The major histocompatibility complex (MHC), a genomic region containing genes crucial to immunity 1, is known to be involved in mate choice in numerous vertebrate species. More precisely, it has been shown that mate choice is influenced by MHC in ways that favor the mating of MHC-dissimilar individuals 2. This pattern is believed to improve the immune resistance of the offspring conceived through such matings. In humans, the question of MHC-dependent mate choice remains highly controversial (see 3 for a review). Nowadays, through the availability of high-density genomic datasets providing genotypes for couples, such as the HapMap datasets 4, 5, MHC-dependent mating patterns in humans can be re-considered.
In a recent commentary 6, Derti and Roth wrote that the “HapMap genotypes do not confidently support a role for the MHC locus in human mate selection”. This statement follows a previous article of Derti et al. 7 entitled “Absence of evidence for MHC-dependent mate selection within HapMap populations”. This article and commentary contrast with previous publications by Chaix et al. 8 and by us 9 reporting lines of evidence compatible with MHC-disassortative mating among HapMap European American spouses.
More specifically, Derti and Roth raise the following main criticisms:
- i)Outliers may drive the observed significance
- ii)This significance is lost when minor modifications are made to the analysis procedure
- iii)In the HapMap 2 dataset, non-mate pairs show a dissimilarity signal as strong as mates.
Here, we reaffirm our viewpoint that such criticisms are unjustified for the following reasons:
- i)Regarding outliers, the distribution of MHC relatedness among mates shows no such outliers, and Derti et al. agree on this. Consequently, we see no reason for excluding the most MHC dissimilar couple from the distribution, as done by Derti et al. Similarly, Derti et al. propose excluding opposite-sex non-mate pairs showing extreme MHC similarity. Even if the distribution of MHC relatedness coefficients among opposite-sex non-mates appears to be skewed toward MHC similarity, it does not show outliers. Moreover, close relatives were already excluded from the analysis. Consequently, we see no reason for excluding the most MHC-similar opposite-sex non-mates. The sample size of the HapMap datasets are considerably smaller than sample sizes usually used in behavioral/evolutionary ecology studies, and removing even a single couple from the analysis is expected to decrease significance. Moreover, assuming the significance was actually driven by outliers, as claimed by Derti et al., this could mean that MHC influences some cases of mate choice, not all, which would still be an interesting biological effect.

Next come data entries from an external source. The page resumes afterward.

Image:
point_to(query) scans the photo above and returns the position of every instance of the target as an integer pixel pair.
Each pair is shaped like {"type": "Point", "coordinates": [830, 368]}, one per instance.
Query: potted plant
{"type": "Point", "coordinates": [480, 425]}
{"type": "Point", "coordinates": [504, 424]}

- ii)Similarly, some of the other modifications made by Derti et al. to our analysis procedure are unjustified: to quantify the MHC dissimilarity among spouses, Derti et al. computed the median over all couples rather than the mean. Given the sample size, we feel it is not surprising that the significance is decreased when using less powerful statistics. On the other hand, Derti et al. increased the number of permutations, which seems a relevant proposition to us, and significance is conserved when doing so (p = 0.022, reported by Derti et al.), even after multiple testing correction.
- iii)Derti and Roth report that in the HapMap 2 dataset the MHC locus is almost as extremely dissimilar in non-mates as it is in mates. To support this statement, they report that the fraction of genomic segments with relatedness lower than the MHC locus is 0.6 and 3.9%, respectively, for mates and non-mates, and that “similar results were obtained when considering the recombination rate (not shown)”. We cannot agree with this latter statement since when considering the recombination rate, the fractions are actually 1.6 and 6.3%. Taking the recombination rate into account is essential since the statistical properties of the relatedness coefficient depend on it 10, 11. Consequently, we reaffirm here that in the HapMap2 and HapMap3 European American datasets, the MHC relatedness among mates, but not among opposite-sex non-mates, is extreme in comparison to the genome.
Given the points above, contrary to Derti and Roth, we believe that the HapMap European American genotypes are compatible with the hypothesis of MHC-disassortative mating. Mate choice is a complex process involving biological and cultural factors. Larger datasets collected throughout a large number of populations may help unravel the impact of biology and culture on human mate choice.